Showtime’s I’m Dying Up Here premiered two nights ago, thrusting Jim Carrey back into the spolight since he’s an executive producer on this series chronicling the trials and tribulations of a bunch of plucky stand-up comedians in 1970s L.A.. Carrey suddenly being in the headlines at this very moment, both due I’m Dying Up Here as well as his defense of Kathy Griffin, seems like kismet since almost 19 years ago to the day his greatest film enjoyed its theatrical release: The Truman Show.
Some journalism teacher out there is probably facepalming right now because I introduced an opinion and pretended as if it was fact in that opener. As a result, you might be discinclined to hear what I have to say and more inclined to merely argue your own pick for Carrey’s greatest film. I sense a Man on the Moon vs Truman Show debate coming on. Somebody somewhere probablly really, really loves The Majestic above all other Carrey films. Or maybe Eternal Suns…
Oh. Crap. I completley forgot about Eternal Sunshine of the Spotless Mind.
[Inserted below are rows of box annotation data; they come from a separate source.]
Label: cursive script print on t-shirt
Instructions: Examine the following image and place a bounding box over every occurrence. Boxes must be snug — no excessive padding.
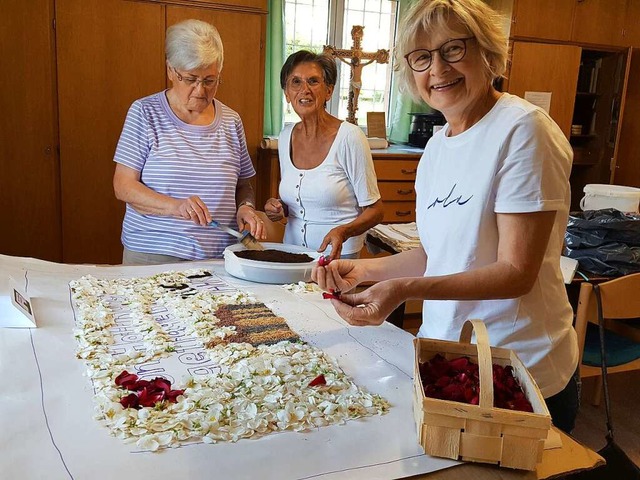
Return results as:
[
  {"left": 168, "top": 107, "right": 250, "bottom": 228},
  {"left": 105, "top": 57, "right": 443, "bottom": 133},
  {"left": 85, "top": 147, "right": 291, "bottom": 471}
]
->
[{"left": 427, "top": 183, "right": 473, "bottom": 210}]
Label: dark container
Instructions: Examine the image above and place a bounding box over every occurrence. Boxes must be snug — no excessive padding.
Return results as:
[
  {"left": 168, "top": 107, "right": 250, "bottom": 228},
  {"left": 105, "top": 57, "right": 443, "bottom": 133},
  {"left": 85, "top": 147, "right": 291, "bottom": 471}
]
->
[{"left": 409, "top": 112, "right": 446, "bottom": 148}]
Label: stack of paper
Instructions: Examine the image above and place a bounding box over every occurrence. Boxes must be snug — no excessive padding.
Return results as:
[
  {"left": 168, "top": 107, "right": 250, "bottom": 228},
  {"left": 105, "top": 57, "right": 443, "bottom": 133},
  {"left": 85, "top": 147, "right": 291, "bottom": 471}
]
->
[{"left": 369, "top": 222, "right": 420, "bottom": 252}]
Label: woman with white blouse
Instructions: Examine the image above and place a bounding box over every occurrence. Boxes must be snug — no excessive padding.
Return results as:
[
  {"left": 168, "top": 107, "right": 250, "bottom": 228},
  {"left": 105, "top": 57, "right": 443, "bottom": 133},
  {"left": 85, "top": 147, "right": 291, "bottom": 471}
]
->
[{"left": 264, "top": 50, "right": 383, "bottom": 259}]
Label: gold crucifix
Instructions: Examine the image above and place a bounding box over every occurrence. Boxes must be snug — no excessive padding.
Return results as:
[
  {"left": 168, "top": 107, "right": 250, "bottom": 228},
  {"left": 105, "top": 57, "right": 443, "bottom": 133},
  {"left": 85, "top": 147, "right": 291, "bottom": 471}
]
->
[{"left": 322, "top": 25, "right": 389, "bottom": 125}]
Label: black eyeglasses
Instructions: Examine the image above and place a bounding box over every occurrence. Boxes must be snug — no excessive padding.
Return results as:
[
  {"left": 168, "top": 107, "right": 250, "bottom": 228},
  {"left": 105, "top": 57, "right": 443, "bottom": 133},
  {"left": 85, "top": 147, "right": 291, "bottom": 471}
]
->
[
  {"left": 404, "top": 37, "right": 474, "bottom": 72},
  {"left": 287, "top": 77, "right": 323, "bottom": 92},
  {"left": 173, "top": 67, "right": 222, "bottom": 89}
]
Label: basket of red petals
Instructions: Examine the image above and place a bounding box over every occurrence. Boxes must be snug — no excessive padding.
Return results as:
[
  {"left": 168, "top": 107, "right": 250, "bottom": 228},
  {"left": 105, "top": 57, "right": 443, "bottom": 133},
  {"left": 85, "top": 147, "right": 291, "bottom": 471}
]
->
[{"left": 413, "top": 320, "right": 551, "bottom": 470}]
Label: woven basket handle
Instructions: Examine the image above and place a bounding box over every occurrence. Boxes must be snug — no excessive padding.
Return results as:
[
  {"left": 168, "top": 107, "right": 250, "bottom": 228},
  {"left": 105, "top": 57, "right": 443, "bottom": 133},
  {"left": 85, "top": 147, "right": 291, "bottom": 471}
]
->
[{"left": 460, "top": 320, "right": 493, "bottom": 408}]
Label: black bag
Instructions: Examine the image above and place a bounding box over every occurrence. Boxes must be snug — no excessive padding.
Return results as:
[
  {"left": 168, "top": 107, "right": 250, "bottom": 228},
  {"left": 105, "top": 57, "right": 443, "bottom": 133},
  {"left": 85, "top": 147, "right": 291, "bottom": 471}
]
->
[
  {"left": 566, "top": 285, "right": 640, "bottom": 480},
  {"left": 564, "top": 208, "right": 640, "bottom": 276},
  {"left": 564, "top": 208, "right": 640, "bottom": 249}
]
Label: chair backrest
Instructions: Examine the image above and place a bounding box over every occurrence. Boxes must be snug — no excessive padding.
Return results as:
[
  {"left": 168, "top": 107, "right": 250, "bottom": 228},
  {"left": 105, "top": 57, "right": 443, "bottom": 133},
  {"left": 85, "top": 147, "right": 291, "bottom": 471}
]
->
[
  {"left": 598, "top": 273, "right": 640, "bottom": 319},
  {"left": 575, "top": 273, "right": 640, "bottom": 363},
  {"left": 256, "top": 210, "right": 285, "bottom": 243}
]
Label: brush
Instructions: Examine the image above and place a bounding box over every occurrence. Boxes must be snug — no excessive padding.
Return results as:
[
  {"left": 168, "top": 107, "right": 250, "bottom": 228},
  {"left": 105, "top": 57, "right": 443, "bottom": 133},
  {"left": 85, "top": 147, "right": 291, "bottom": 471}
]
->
[{"left": 209, "top": 220, "right": 264, "bottom": 250}]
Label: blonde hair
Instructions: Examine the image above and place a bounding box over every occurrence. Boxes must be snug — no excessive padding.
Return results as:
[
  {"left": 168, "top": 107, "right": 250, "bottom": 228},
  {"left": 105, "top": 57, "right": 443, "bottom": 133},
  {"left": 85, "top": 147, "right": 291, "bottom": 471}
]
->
[
  {"left": 165, "top": 19, "right": 224, "bottom": 70},
  {"left": 395, "top": 0, "right": 509, "bottom": 100}
]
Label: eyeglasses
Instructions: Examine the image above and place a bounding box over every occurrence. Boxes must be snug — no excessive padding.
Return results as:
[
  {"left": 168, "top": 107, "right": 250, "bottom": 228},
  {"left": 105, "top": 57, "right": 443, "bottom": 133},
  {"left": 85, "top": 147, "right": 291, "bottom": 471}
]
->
[
  {"left": 404, "top": 37, "right": 474, "bottom": 72},
  {"left": 287, "top": 77, "right": 323, "bottom": 92},
  {"left": 173, "top": 67, "right": 222, "bottom": 90}
]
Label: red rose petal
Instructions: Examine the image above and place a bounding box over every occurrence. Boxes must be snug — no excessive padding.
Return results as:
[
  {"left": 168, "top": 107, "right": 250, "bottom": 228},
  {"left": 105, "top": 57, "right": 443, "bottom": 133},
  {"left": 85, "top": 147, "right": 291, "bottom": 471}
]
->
[
  {"left": 115, "top": 370, "right": 138, "bottom": 388},
  {"left": 309, "top": 374, "right": 327, "bottom": 387},
  {"left": 120, "top": 393, "right": 140, "bottom": 410}
]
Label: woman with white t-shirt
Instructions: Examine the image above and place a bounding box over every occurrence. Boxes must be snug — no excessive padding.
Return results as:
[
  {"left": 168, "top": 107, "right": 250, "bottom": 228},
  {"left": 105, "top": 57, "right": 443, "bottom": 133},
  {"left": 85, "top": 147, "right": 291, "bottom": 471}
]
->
[
  {"left": 313, "top": 0, "right": 579, "bottom": 432},
  {"left": 113, "top": 20, "right": 266, "bottom": 265},
  {"left": 264, "top": 50, "right": 384, "bottom": 259}
]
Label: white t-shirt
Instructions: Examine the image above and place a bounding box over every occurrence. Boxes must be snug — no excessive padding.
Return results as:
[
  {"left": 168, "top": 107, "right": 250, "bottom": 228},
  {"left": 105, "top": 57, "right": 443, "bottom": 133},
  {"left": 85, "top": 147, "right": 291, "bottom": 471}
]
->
[
  {"left": 416, "top": 94, "right": 578, "bottom": 398},
  {"left": 278, "top": 122, "right": 380, "bottom": 255}
]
Correction: The Truman Show is Carrey’s second greatest film.
Wow. Maybe I should just start over.
That meme kind of applies here, right? You get that I’m just going to roll with this, don’t you?
Anyway, The Truman Show is a masterful film, just as strong today as it was back on its June 5, 1998 release date. To celebrate this anniversary, belatedly of course since I missed it by a day, I thought I’d share this YouTube video of a rare promotional faux documentary which aired around the time of the film’s release. It enlists several of Truman’s actors as well as several random actors playing man or woman-on-the-street types to discuss their relationship with the titular Truman Show. To be clear, this isn’t Laura Linney, Holland Taylor and Noah Emmerich (and others) discussing their roles in the actual Truman Show film. Instead, it’s them staying in character as Hannah Gill, Alanis Montclair and Louis Coltrane and touching on their careers while also explaining how they ended up playing Truman’s wife, mother and best friend. This is the perfect bit of universe extending-promotion for anyone who found the world of The Truman Show endlessly fascinating and could have watched an entire movie or at least TV episode-long version of Cristof’s interview with Harry Shearer.
The world of The Truman Show is, of course, a lie, and the film holds to that lie for nearly half of its running time. That the studio saw fit to keep up the ruse with this promotional faux documentary is impressive since it actually does nothing to inspire you to go out and see the movie, instead offering you more details to understand the backstory of the movie after you’ve seen it. It’s reminscent of when Comedy Central created a Behind the Music parody episode about Dewey Cox to promote Walk Hard and featured scenes of Jenna Fischer and Kristin Wiig in character and bickering over their roles as wives #1 and #2 on Dewey’s hit list, or when The NFL Network created short videos exploring the wildly divergent careers of Rod Tidwell (Cuba Gooding, Jr.’s character) and Frank Cushman (Jerry O’Connell’s character) to promote the Jerry Maguire anniversary Blu-Ray last year.
So, if you were ever curious to hear Laural Linney as Hannah Gill wiggle her way out of questions pertaining to the ethical ramifications of her receiving extra pay every time she has sex with Truman while playing Merlyl Burbank then the above doc is for you, courtesy of YouTube Channel Polloloco51.